4. Per “luogo sicuro dove condurre le persone salvate” (place of safety) è da intendersi quello in cui possono essere garantite innanzitutto l’incolumità e l’assistenza sanitaria dei sopravvissuti. In termini pratici questo vuol dire che, finito il salvataggio in mare, l’operazione SAR non è ancora conclusa: i naufraghi devono essere condotti in un luogo dove possono essere fornite loro le garanzie fondamentali (come non essere sottoposti a torture o poter presentare domanda di protezione internazionale). L’individuazione di tale luogo spetta alla SAR. Non sono infatti considerati “sicuri”, per esempio, porti di paesi dove si possa essere perseguitati per ragioni politiche, etniche o di religione, o essere esposti a minacce alla propria vita e libertà. Ad esempio, l’UNHCR ritiene che la Libia non soddisfi tali criteri in quanto non ha ratificato la Convenzione di Ginevra sullo status dei rifugiati, né le principali Convenzioni in materia di diritti umani.

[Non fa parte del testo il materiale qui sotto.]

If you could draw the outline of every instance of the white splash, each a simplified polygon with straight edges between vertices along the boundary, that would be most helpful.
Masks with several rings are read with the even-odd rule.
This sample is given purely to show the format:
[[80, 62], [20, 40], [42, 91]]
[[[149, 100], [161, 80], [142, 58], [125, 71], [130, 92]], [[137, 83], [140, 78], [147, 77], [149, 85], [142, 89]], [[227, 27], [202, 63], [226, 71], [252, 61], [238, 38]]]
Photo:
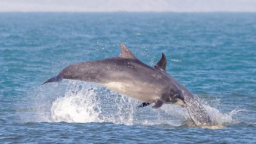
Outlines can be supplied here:
[[[37, 121], [178, 127], [184, 125], [188, 119], [187, 110], [179, 105], [164, 104], [159, 109], [151, 108], [151, 105], [139, 108], [137, 105], [141, 102], [96, 84], [66, 81], [64, 85], [65, 88], [59, 89], [56, 88], [61, 85], [49, 87], [55, 89], [54, 91], [48, 90], [51, 94], [47, 90], [41, 92], [50, 97], [55, 95], [55, 98], [49, 100], [45, 97], [37, 103]], [[64, 94], [57, 92], [63, 89]], [[223, 114], [207, 104], [204, 106], [217, 124], [234, 122], [232, 116], [239, 111], [235, 110], [229, 114]]]

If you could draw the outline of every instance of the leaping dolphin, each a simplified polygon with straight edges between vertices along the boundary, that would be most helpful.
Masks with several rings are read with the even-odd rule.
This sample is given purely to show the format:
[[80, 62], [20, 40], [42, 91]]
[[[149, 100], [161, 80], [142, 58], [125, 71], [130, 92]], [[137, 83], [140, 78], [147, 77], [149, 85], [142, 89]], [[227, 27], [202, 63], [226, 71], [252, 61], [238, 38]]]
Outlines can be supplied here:
[[207, 120], [191, 117], [193, 123], [198, 125], [211, 122], [202, 107], [191, 107], [191, 101], [194, 101], [193, 94], [167, 73], [167, 58], [164, 53], [157, 64], [151, 67], [140, 62], [126, 46], [120, 46], [119, 56], [69, 65], [43, 85], [63, 79], [95, 82], [143, 101], [139, 107], [155, 103], [152, 108], [158, 108], [164, 104], [175, 104], [186, 107], [189, 113], [195, 111], [194, 107], [201, 108], [199, 110], [201, 116], [196, 113], [193, 116], [201, 117], [203, 113], [207, 117]]

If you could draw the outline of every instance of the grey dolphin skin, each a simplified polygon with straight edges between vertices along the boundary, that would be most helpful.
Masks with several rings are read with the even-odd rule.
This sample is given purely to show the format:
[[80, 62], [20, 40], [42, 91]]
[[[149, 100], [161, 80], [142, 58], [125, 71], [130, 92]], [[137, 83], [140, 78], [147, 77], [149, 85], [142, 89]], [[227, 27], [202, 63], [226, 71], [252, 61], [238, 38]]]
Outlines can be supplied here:
[[195, 96], [165, 71], [167, 58], [162, 53], [154, 67], [140, 62], [124, 44], [119, 56], [68, 66], [44, 83], [63, 79], [92, 82], [143, 102], [139, 107], [155, 103], [153, 108], [164, 104], [185, 107], [192, 124], [212, 124], [212, 120]]

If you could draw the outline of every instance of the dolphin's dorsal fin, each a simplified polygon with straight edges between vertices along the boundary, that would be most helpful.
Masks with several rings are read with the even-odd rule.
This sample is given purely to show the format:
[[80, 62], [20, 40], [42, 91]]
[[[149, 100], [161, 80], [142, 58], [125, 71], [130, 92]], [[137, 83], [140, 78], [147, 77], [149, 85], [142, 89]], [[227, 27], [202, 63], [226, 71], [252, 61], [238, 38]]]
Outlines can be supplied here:
[[124, 44], [121, 44], [120, 46], [121, 53], [119, 55], [119, 57], [127, 59], [137, 59]]
[[167, 63], [167, 58], [164, 53], [162, 53], [162, 57], [154, 67], [161, 71], [166, 72], [166, 66]]

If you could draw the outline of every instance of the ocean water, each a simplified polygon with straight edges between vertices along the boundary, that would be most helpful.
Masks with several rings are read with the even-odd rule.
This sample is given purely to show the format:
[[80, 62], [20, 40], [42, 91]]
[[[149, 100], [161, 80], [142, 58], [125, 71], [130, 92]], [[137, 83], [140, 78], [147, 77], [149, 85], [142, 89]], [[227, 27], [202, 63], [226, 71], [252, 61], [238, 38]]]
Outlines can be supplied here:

5. Lo stato costiero ha il potere di negare l’accesso ai propri porti. Però le convenzioni internazionali sul diritto del mare, pur non prevedendo esplicitamente l’obbligo per gli stati di far approdare nei propri porti le navi che hanno effettuato il salvataggio, impongono e si fondano sull’obbligo di solidarietà in mare, che sarebbe disatteso qualora fosse negato l’accesso al porto di una nave con persone in pericolo di vita, appena soccorse e bisognose di assistenza immediata. La chiusura dei porti comporterebbe in ogni caso la violazione di norme internazionali sui diritti umani e sulla protezione dei rifugiati, a partire dal principio di non refoulement sancito dall’art. 33 della Convenzione di Ginevra. Il rifiuto di accesso ai porti di imbarcazioni che abbiano effettuato il soccorso in mare può comportare la violazione degli articoli 2 e 3 della Convenzione Europea dei Diritti dell’Uomo (CEDU), qualora le persone soccorse abbiano bisogno di cure mediche urgenti, nonché di generi di prima necessità (acqua, cibo, medicinali). Il rifiuto, aprioristico e indistinto comporta l’impossibilità di valutare le singole situazioni delle persone a bordo, e viola il divieto di espulsioni collettive previsto dalla Convenzione europea dei diritti dell’uomo.